A Malicious Program Behavior Detection Model Based on API Call Sequences
Round 1
Reviewer 1 Report
Comments and Suggestions for Authors
The authors present an approach for Malicious Program Behaviour Detection Model Based on API Call Sequences.
Please consider the following considerations as a way to help me to understand some decisions and with ideas to improve the work.
On the contribution described on the line 60, are the authors considering sharing the results in a form of a dataset? If so, I think it will be important to refer it and share it here.
The related work section analyses good and recent works , but i think authors could gain with the analysis of the following article : "Tieming Chen, Huan Zeng, Mingqi Lv, Tiantian Zhu, CTIMD: Cyber threat intelligence enhanced malware detection using API call sequences with parameters, Computers & Security, Volume 136, 2024, 103518,ISSN 0167-4048", as they have a similar base approach to the analysis, they could make the distinction between them.
It is positive that the authors presented the experimental setup in terms of hardware, but they can improve stating information about operative, systems, libraries/tools/software version used. That will also enable that the authors could improve by presenting with the results of the execution times, and the resources used by each approach in a way that the community can compare.
Section 5 — Results — is well achieved, but could be improved by also adding execution times and hardware resources usage.
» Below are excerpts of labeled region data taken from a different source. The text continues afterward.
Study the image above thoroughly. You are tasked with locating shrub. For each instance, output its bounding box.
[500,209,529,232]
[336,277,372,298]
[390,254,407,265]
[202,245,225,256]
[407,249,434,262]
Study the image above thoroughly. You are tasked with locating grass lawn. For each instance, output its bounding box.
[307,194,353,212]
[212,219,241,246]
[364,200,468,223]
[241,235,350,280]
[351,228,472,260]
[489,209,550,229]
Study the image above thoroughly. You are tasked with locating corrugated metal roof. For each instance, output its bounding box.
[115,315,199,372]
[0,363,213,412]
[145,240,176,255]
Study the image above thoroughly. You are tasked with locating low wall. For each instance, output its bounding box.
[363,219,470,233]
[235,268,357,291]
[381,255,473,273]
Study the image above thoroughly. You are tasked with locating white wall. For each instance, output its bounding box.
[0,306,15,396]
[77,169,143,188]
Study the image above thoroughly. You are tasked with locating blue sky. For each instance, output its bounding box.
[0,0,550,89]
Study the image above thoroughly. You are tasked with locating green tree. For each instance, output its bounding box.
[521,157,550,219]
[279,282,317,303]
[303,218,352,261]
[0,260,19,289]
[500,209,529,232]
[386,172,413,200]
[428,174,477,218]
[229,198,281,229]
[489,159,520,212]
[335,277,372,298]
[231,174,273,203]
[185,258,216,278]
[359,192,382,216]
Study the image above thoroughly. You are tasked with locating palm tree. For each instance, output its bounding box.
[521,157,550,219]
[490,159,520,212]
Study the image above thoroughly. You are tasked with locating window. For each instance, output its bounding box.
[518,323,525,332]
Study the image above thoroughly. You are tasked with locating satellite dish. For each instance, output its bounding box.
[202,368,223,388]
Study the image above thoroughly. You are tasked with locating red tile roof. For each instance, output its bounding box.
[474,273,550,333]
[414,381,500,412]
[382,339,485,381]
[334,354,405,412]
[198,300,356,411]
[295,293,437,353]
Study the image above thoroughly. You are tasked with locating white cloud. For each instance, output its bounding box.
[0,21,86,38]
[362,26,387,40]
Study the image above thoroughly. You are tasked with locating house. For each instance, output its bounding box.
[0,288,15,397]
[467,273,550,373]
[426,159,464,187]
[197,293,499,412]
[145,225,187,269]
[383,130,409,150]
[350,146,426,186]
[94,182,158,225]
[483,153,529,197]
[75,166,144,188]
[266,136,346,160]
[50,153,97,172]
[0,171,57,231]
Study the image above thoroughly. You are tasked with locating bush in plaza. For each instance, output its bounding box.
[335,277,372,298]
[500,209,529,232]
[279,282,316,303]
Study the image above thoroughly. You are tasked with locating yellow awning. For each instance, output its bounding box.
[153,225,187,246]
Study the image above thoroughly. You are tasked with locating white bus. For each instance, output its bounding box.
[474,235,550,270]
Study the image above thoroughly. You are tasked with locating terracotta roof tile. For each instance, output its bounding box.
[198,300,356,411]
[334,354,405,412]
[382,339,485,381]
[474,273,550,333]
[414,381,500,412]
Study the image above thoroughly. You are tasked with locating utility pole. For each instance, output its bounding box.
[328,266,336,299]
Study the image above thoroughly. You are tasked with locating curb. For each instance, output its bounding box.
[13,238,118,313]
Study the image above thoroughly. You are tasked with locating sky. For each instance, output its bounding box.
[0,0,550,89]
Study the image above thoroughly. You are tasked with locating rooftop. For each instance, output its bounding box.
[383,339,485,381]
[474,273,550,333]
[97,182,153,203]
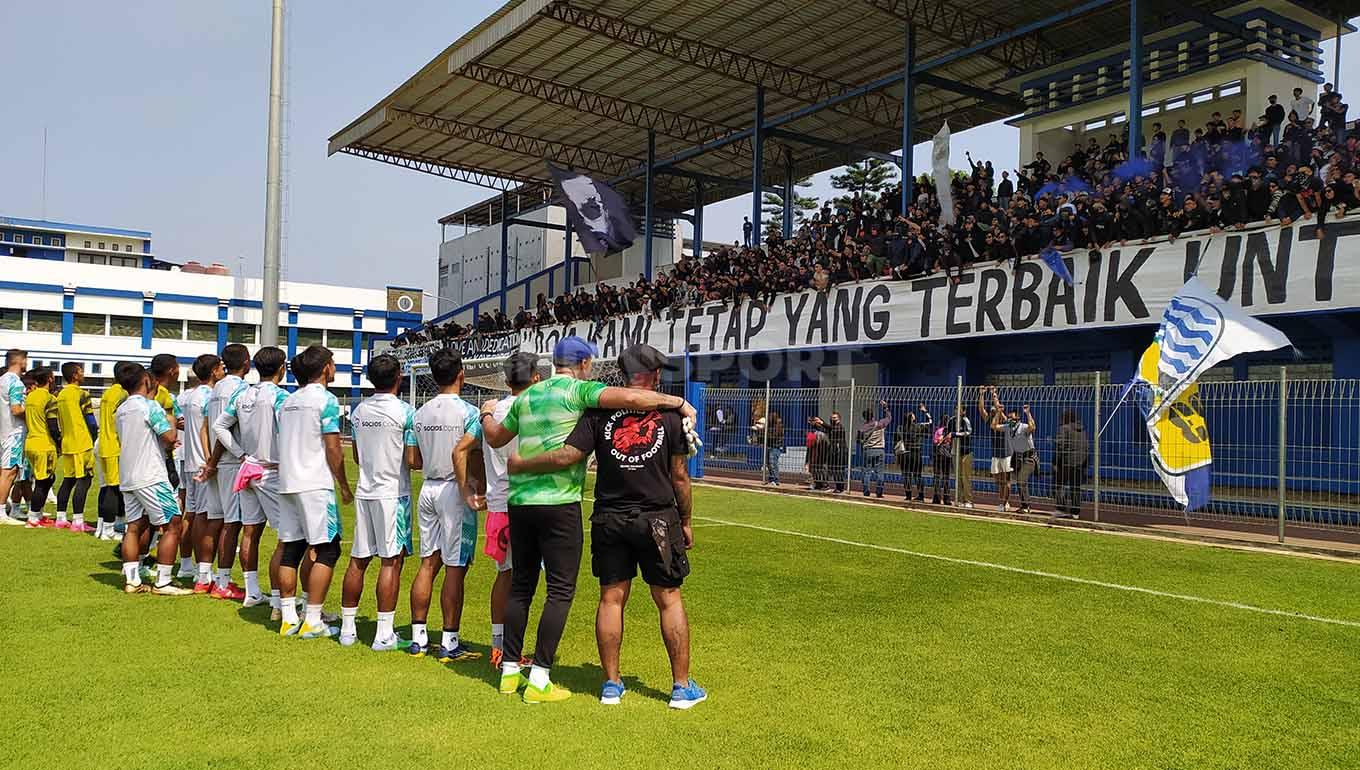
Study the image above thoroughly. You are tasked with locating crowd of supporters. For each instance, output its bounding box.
[391,83,1360,341]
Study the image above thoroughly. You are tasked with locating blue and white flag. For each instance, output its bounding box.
[1039,246,1072,286]
[548,163,638,254]
[1153,278,1289,408]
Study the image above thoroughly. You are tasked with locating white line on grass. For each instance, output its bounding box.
[695,516,1360,629]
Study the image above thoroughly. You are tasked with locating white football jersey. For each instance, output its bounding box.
[208,374,249,465]
[479,396,520,513]
[279,382,340,494]
[416,393,481,482]
[235,382,288,465]
[350,393,416,499]
[180,385,212,475]
[113,396,173,492]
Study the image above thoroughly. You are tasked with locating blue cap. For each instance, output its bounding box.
[552,335,600,366]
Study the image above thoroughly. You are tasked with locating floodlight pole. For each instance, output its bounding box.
[1125,0,1142,161]
[751,86,764,250]
[692,180,703,257]
[902,22,917,216]
[260,0,283,346]
[642,131,657,280]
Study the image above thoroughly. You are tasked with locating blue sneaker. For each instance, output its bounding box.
[670,679,709,709]
[600,682,628,706]
[434,643,481,663]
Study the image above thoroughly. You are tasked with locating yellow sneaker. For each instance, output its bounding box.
[524,682,571,703]
[499,672,529,695]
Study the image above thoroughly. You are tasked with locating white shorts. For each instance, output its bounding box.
[0,431,24,471]
[216,463,241,524]
[416,479,477,567]
[237,468,279,529]
[279,490,341,546]
[180,471,214,513]
[122,482,180,526]
[350,495,415,559]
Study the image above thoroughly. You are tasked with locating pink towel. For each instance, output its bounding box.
[231,460,264,492]
[481,510,510,563]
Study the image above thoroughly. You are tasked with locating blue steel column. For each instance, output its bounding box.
[500,193,510,313]
[562,214,571,294]
[642,131,657,280]
[902,22,917,210]
[1125,0,1142,161]
[779,152,796,241]
[751,86,764,244]
[694,181,703,257]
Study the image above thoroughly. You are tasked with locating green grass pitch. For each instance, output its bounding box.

In the discussion section, the authors discuss the imbalance in the amount of data between the categories of the dataset, that was something already presented in Table 2. I think the authors should explain why they chose to use the experimental dataset with that imbalance related to the number of files. Do have an idea of the number of extracted API sequences per category? Did you consider making it more even?
In the overall, the article is well written, following a correct structure, it is technical sound and makes a good contribution to the field.
Comments on the Quality of English Language
Just some typos:
Line 80: pro-gram
Line 280: an-ti-virtualization
Author Response
Please see the attachment.
Author Response File: Author Response.pdf
Reviewer 2 Report
Comments and Suggestions for Authors
1. The term ' API call sequences' appears many times in the article, which is inconsistent with the term ' API sequences'. Please modify and unify.
2. About the process of the malicious behavior sequence matching model, could you add some details?
3. The term 'deep learning detection model' is inconsistent with the term 'neural network model' in Fig.3. Please unify.
4. Unify the font size of several experimental result pictures in Fig.2 and Fig.5.
Comments on the Quality of English Language
As stated above.
Author Response
Please see the attachment.
Author Response File: Author Response.pdf
Reviewer 3 Report
Comments and Suggestions for Authors
In this paper the authors propose a detection model based on API call sequences, which combines Rule Matching and Deep Learning methods to improve the performance of malicious program detection.
Experimental results show that the proposed detection model can effectively detect malicious samples and identify malicious program behaviours.
My suggestions regarding the improvement of the paper are as follows:
The Introduction is missing the short description of the paper content. Need to be added.
At Line 80 – term pro-gram needs to be replaced with - program.
At Line 149 – term de-duplication needs to be replaced with deduplication.
At Line 217 – term ins-tances needs to be replaced with - instances.
At Line 232 – term fea-tures needs to be replaced with - features.
At Line 244 – term perfor-mances needs to be replaced with - performances.
At Line 252 – term con-volutional needs to be replaced with - convolutional.
At Line 290 – term an-ti-virtualization needs to be replaced with an-ti-virtualization.
The findings are adequate and contribute with experimental results in the area of Prefixspan PrefixSpan (Prefix-projected Sequential pattern mining) algorithm to mine the frequent API sequences of several processes in the malicious program.
The article is well written and composed, and it presents an interesting study.
The methodology and comparison of the obtained results of the used methods is also clear.
Future work is missing at the Conclusion. Maybe, the part of the text regarding future work needs to be replaced from Discussion to Conclusion.
My suggestions are that some parts of the article need to be improved, such as Introduction, Discussion and Conclusion.
Comments for author File: Comments.pdf
Author Response
Please see the attachment.
Author Response File: Author Response.pdf
Reviewer 4 Report
Comments and Suggestions for Authors
This study proposes a detection model based on API call sequences, with a two-step approach by combining rule matching and deep learning methods to improve the performance of malicious program detection.
First, this paper uses the Prefixspan algorithm to mine the frequent API sequences of different processes of the same program in the malicious program dataset to construct a rule base of malicious behavior sequences. Then, the malicious behavior sequence matching model is used to match the API sequences to be tested, and the API sequences that fail to match will be input to TextCNN deep learning detection model for further detection. Finally, the two models work together to achieve the detection of program behavior.
Major Comments
References need to provide accurately and in its first mention in the manuscript.
TextCNN[27] is cited in table 4, where it is mention in the introduction section.
Not seeing a citation for Prefixspan algorithm.
Table 4. Comparison of evaluation results of the models mentioned above.
The results seem too high for a multiclass classifier with 8 classes.
The authors need to be made sure about the overfitting aspect.
Seems like class 1,4 and 6 have less labels compared to other classes. Is class imbalance affecting the prediction accuracy?
Author Response
Please see the attachment.
Author Response File: Author Response.pdf
Round 2
Reviewer 3 Report
Comments and Suggestions for Authors
The Authors have taken in consideration my suggestions and proposals for improvement of the paper.